Worldly experience can only boost Soccer's freshman keeper
Aug. 8, 2012
Natalie England, TexasSports.com
AUSTIN, Texas -- A goalkeeper's value to a team extends beyond saves and shutouts. In fact, to the other 10 players in the field, the goalie serves as the eyes in the backs of their heads and, quite often, even the voices inside them.
Texas Soccer freshman Abby Smith takes this job description seriously. When the Longhorns convened for their first training session last Thursday, Smith planted herself in the box, called teammates by name and offered direction with an assertive flair that belies her youth.
"I can't come in being shy," Smith says. "I have to earn my respect for the position. You have to be very direct."
Smith's playing pedigree also commands respect, as she is among 21 players selected to play for the U.S. Under-20 Women's National Team, which will compete in the FIFA U-20 World Cup in Japan Aug. 18-Sep. 8.
Smith was one of three goalkeepers named to the U.S. squad after she recently completed a two-week training camp in Florida. She'll leave the Longhorns to join the national team on Thursday, and if the U.S. advances to the World Cup championship match, Smith would not rejoin the Longhorns until the second week of September.
"We couldn't be more excited to have Abby here at Texas," UT head coach Angela Kelly said. "Our Texas Soccer family will be her biggest fans. We want to ensure she is prepared physically and emotionally to pursue excellence.

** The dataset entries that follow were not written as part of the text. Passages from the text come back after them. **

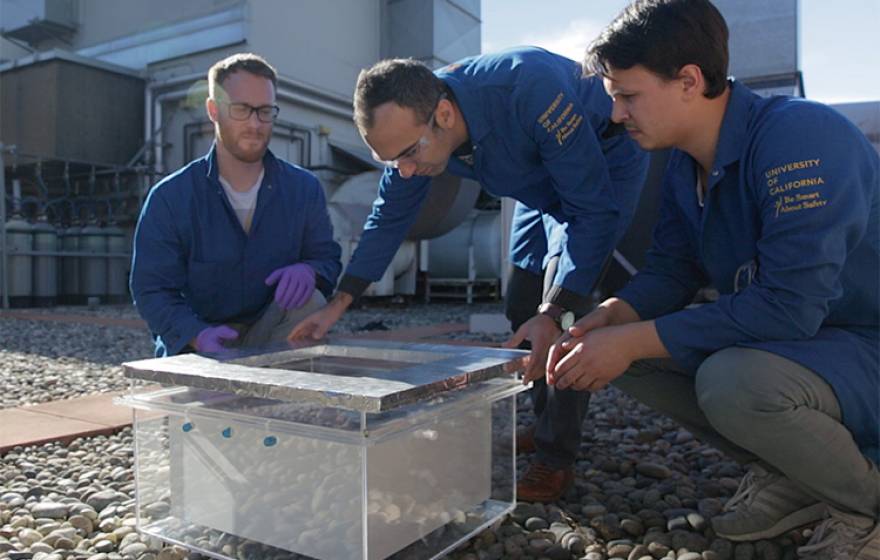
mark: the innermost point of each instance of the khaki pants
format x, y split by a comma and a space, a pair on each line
274, 324
757, 406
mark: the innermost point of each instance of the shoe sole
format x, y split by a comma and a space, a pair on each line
794, 520
545, 499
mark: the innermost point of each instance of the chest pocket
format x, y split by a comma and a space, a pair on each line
212, 287
744, 275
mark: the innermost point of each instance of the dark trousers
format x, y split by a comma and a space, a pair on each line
559, 413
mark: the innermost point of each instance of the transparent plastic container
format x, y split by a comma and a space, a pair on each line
239, 476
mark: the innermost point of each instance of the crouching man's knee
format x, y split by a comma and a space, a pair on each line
739, 392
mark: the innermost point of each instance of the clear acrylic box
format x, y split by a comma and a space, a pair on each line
272, 464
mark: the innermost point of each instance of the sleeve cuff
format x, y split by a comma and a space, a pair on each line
323, 285
566, 299
353, 285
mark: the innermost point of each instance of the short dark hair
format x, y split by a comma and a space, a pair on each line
404, 81
248, 62
663, 36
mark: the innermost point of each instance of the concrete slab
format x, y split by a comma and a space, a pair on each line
489, 323
20, 426
97, 409
92, 415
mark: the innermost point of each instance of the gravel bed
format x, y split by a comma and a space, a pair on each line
42, 361
645, 488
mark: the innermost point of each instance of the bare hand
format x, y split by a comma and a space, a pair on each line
593, 360
316, 325
596, 319
541, 331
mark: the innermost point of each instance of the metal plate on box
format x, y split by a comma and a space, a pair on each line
363, 375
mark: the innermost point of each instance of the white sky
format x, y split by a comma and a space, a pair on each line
839, 39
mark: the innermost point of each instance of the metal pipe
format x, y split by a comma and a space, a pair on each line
5, 257
33, 253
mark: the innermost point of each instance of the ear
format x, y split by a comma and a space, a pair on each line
445, 114
692, 82
211, 108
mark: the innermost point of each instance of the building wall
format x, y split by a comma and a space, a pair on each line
321, 43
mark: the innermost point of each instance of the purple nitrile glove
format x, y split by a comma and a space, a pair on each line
296, 284
211, 339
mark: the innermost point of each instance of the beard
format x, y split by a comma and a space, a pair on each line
247, 147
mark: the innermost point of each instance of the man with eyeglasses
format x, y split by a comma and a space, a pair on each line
237, 247
525, 125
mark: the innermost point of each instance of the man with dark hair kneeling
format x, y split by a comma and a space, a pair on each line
774, 202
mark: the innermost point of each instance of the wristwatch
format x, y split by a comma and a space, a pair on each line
563, 317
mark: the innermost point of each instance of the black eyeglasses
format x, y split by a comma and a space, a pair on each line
243, 111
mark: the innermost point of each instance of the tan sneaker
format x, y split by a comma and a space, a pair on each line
766, 505
525, 440
542, 483
843, 536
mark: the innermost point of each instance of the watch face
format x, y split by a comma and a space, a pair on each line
566, 320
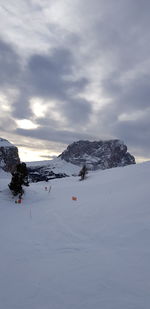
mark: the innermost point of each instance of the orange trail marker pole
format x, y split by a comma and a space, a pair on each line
74, 198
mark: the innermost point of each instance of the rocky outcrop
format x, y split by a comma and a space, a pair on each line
98, 154
8, 155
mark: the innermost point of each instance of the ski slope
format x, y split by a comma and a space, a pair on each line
92, 253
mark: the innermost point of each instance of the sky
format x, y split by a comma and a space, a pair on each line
72, 70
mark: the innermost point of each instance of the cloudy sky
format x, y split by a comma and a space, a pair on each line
74, 69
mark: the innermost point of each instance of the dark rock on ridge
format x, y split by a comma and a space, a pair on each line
8, 155
37, 174
98, 154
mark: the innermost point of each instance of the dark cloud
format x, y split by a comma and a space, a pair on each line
49, 134
10, 68
108, 51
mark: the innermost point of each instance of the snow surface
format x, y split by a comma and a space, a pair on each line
57, 166
92, 253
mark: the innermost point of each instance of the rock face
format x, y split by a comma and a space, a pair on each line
8, 155
98, 154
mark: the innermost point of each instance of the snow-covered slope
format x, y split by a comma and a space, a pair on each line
51, 169
56, 253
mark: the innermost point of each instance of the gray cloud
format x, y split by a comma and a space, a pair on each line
101, 45
10, 68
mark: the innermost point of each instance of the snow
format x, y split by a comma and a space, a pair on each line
56, 253
57, 166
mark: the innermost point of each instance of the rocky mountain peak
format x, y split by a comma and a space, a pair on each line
98, 154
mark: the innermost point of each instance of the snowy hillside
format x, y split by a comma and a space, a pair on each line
56, 165
92, 253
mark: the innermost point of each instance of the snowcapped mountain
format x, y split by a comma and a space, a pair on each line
98, 154
92, 252
46, 170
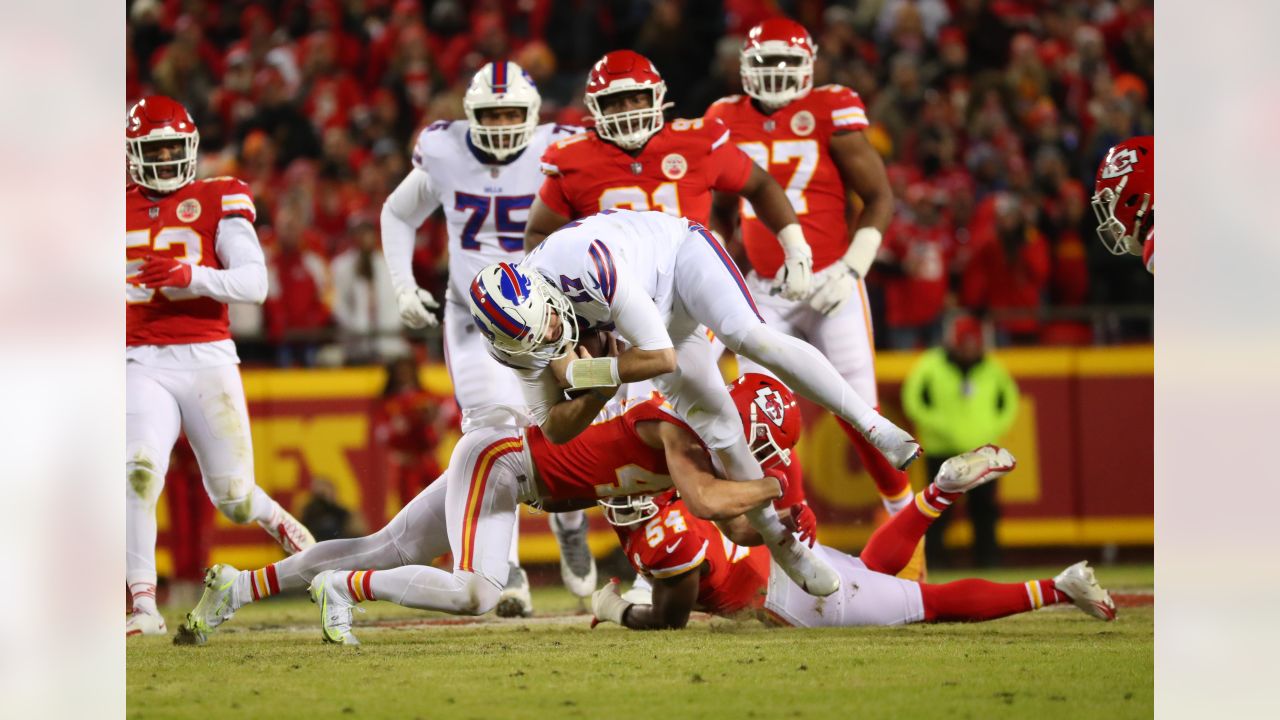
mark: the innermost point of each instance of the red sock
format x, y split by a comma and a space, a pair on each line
891, 482
973, 601
894, 542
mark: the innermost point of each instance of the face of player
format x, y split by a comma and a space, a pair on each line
626, 101
502, 117
165, 151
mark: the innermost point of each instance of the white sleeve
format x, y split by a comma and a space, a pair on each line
405, 210
636, 318
243, 274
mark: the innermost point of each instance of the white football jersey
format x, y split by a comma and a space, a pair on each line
487, 205
584, 259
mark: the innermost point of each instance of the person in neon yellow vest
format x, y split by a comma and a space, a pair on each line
959, 399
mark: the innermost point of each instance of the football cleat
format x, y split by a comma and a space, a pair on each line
515, 600
805, 569
145, 624
1079, 584
640, 592
287, 531
577, 565
215, 606
974, 468
334, 609
895, 443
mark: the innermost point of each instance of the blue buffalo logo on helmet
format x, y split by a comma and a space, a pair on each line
519, 314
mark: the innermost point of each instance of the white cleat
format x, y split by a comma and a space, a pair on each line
968, 470
215, 606
805, 569
1079, 584
515, 600
577, 565
145, 624
640, 592
336, 609
896, 445
293, 536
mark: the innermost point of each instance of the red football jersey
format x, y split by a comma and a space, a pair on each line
607, 459
675, 542
182, 224
675, 172
794, 145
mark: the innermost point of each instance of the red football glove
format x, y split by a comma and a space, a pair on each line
778, 473
803, 523
163, 272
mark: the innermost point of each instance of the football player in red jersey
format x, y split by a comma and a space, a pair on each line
1124, 199
694, 565
810, 140
635, 446
632, 159
190, 250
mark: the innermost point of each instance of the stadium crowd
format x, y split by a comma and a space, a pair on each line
992, 117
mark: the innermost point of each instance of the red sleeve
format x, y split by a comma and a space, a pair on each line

Nothing will ever replace the experience and knowledge that she will gain at the World Cup."
Smith has been enamored with the idea of representing the red, white and blue since watching "Dare to Dream: The Story of the U.S. Women's Soccer Team," a documentary about the Americans' journey from obscurity to 1999 World Cup phenomenons and Olympic gold medal sensations.
"Every time I watch that movie, it's just inspiring to see them play," Smith says.

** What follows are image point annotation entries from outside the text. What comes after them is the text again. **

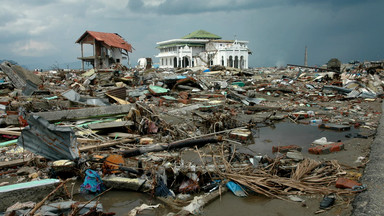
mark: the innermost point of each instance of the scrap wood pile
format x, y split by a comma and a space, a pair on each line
309, 177
152, 119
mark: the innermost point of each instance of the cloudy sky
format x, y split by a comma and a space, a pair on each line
44, 32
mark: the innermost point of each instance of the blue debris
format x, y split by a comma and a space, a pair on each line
92, 183
236, 189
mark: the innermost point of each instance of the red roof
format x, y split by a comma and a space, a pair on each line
110, 39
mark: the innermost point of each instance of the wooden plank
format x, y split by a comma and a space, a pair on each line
17, 133
105, 145
104, 125
75, 114
13, 163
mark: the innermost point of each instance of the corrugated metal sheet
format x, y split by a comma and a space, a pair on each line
48, 140
118, 92
111, 39
76, 97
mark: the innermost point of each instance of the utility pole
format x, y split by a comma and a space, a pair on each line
306, 57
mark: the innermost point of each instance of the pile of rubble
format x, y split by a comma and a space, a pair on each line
137, 129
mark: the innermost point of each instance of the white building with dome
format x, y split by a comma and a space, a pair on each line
201, 48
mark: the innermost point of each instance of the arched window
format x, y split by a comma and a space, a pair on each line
230, 61
236, 63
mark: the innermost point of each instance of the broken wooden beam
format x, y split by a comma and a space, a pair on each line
75, 114
114, 124
179, 144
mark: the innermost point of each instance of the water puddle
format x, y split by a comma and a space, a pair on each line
284, 133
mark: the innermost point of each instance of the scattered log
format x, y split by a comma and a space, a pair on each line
179, 144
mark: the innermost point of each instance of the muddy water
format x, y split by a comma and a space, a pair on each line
287, 133
284, 133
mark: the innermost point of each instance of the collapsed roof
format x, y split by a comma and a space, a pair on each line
108, 39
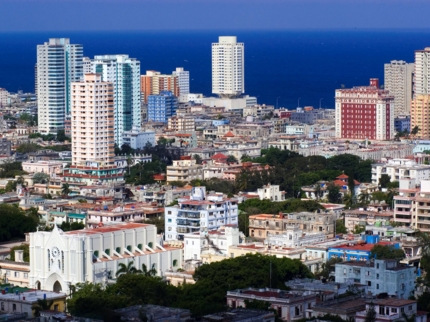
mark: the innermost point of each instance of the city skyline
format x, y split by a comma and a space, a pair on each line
197, 15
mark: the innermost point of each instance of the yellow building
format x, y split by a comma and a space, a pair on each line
420, 115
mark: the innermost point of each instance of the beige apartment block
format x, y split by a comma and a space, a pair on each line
92, 121
420, 115
184, 170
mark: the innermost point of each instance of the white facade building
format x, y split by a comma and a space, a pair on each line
293, 237
59, 259
59, 63
124, 73
422, 72
398, 81
228, 67
137, 139
271, 192
183, 82
92, 121
210, 242
398, 169
200, 212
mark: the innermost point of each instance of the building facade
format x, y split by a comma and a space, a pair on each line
199, 213
59, 63
380, 276
162, 106
398, 80
420, 114
228, 67
59, 259
124, 73
365, 112
137, 139
92, 121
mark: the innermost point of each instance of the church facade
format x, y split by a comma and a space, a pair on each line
60, 259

Smith has been involved with the U.S. U-18 and U-17 National Team camps and made her first international trip in December 2009, traveling to Argentina with the U-17 squad.
But Smith's introduction to soccer started years ago, when she was the only one on her youth league teams not afraid to go in the goal. Over the years, Smith began training with older players and even male players.
During the fast-paced confines of indoor leagues, Smith also honed her ability to anticipate, a trait that has been integral to her growth into one of the country's best young goalkeepers.
"You have to always be ahead of the play," Smith says. "If I can keep a shutout, that's great. But if we're down a goal, I still have to keep it cool and make sure everybody in front of me is relaxed and in the flow of the game. You have to keep them focused."
Usually, Smith inspires that focus with her calls from the keeper's box, but she's learning the role of being a game changer.
For instance, this summer at the national championship tournament with the Dallas Texans, Smith's club team, she entered the game after 20 minutes, with her team trailing 1-0. It proceeded like that until midway through the second half.
When her team got a free kick at midfield, Smith knew the wind was at her back and that her team needed organization, a jolt even.
"I literally pushed everybody forward and took the free kick," Smith said.
The shot curled off a center line and tucked just into the upper 90 of the goal, tying the match at 1-1. After double overtime, Smith's team won in a shootout, as she saved two and influenced a third miss.
"You have to visualize what you want to do during a game," Smith says. "You have to know that you don't want to let them score. It's a mindset."
Smith's mindset is one the Longhorns welcome, even if it takes a few weeks for it to reveal itself on UT's pitch.
"The team is so supportive, and they're excited that I'm going to the World Cup," Smith says. "They're excited that I'll be coming back as well."